Only this week, the CEO of E.oN, one of the worlds' largest power providers, said that any replacement programme of nuclear reactors, including the cost of BE, could cost up to £60 billion.
£60 billion! That's twice the amount this muddling government stated only months ago. And it would only deliver a paltry four percent reduction in emissions. When you consider the kind of return you'd get if you invested this in renewable technology and energy efficiency it's rather like comparing a radioactive Dairy Lea Triangle with a vintage Comté Extra Vieux.
To put it more bluntly, nuclear power is a multi-billion dollar blocker to actually getting the much more effective and cheaper alternative solutions up and running. If you find yourself tempted to scoff at this, ask EDF's CEO Vincent de Rivaz. He recently declared at the Adam Smith Institute that if the UK meets it renewables targets, the role for nuclear power will be marginalised.

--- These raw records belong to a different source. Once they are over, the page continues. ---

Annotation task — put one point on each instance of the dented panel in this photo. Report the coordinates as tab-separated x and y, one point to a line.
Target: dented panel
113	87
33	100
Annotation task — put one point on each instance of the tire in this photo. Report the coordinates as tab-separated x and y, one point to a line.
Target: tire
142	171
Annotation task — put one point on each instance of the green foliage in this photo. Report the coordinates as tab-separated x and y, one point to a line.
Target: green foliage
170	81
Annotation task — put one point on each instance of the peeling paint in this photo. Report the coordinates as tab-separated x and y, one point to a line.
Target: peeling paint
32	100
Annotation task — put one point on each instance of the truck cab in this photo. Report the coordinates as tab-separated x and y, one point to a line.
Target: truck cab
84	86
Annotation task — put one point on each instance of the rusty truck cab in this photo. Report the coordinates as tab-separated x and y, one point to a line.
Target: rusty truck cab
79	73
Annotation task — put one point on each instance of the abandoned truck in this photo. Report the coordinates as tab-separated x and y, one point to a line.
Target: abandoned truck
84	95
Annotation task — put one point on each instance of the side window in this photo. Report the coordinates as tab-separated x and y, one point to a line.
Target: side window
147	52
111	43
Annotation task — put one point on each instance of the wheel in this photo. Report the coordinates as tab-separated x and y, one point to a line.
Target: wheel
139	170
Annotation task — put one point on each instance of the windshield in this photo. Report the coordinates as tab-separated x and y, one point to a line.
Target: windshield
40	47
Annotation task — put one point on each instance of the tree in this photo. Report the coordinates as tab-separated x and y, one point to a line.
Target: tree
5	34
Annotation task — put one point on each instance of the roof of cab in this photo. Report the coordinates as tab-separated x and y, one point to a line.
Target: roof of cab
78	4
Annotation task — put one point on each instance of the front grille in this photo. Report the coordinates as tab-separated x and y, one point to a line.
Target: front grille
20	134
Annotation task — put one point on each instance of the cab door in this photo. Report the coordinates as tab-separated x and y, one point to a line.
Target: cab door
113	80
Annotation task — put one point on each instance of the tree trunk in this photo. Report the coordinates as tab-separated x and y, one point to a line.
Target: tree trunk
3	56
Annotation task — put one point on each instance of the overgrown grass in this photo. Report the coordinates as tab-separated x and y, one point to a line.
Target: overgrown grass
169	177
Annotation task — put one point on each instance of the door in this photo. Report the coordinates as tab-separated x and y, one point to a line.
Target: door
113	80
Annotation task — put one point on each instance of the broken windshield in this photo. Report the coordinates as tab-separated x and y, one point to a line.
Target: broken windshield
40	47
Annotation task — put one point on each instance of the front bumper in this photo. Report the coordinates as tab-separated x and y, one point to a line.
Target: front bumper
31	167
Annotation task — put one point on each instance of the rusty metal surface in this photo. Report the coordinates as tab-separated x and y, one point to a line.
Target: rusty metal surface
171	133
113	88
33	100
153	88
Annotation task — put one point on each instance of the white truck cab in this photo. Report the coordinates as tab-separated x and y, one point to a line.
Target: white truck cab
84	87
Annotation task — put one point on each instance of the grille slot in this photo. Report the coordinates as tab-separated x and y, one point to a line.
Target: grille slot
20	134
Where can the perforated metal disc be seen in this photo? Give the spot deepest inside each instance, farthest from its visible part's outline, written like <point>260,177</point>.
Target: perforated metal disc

The French takeover of British Energy also raises the question of just who is going to pay the massive bill for cleaning up the toxic legacy of spent fuel once the keys to our reactors settle next to Citroen's on the key fob. Since the beginning of 2005, the UK government has been legally committed to dealing with all the spent nuclear fuel on these sites, and this commitment will continue even when the sites are sold.
So instead of that money going back to the taxpayer, at a time when we are facing economic crisis, we will be subsiding French profits and accommodating increased fuel bills.
So, les incompetents in Westminster have once again undermined efforts to deliver meaningful reductions in carbon emissions and further burdened the tax payer with a legacy that will remain much longer than the memory of a Brown government that once again got it wrong.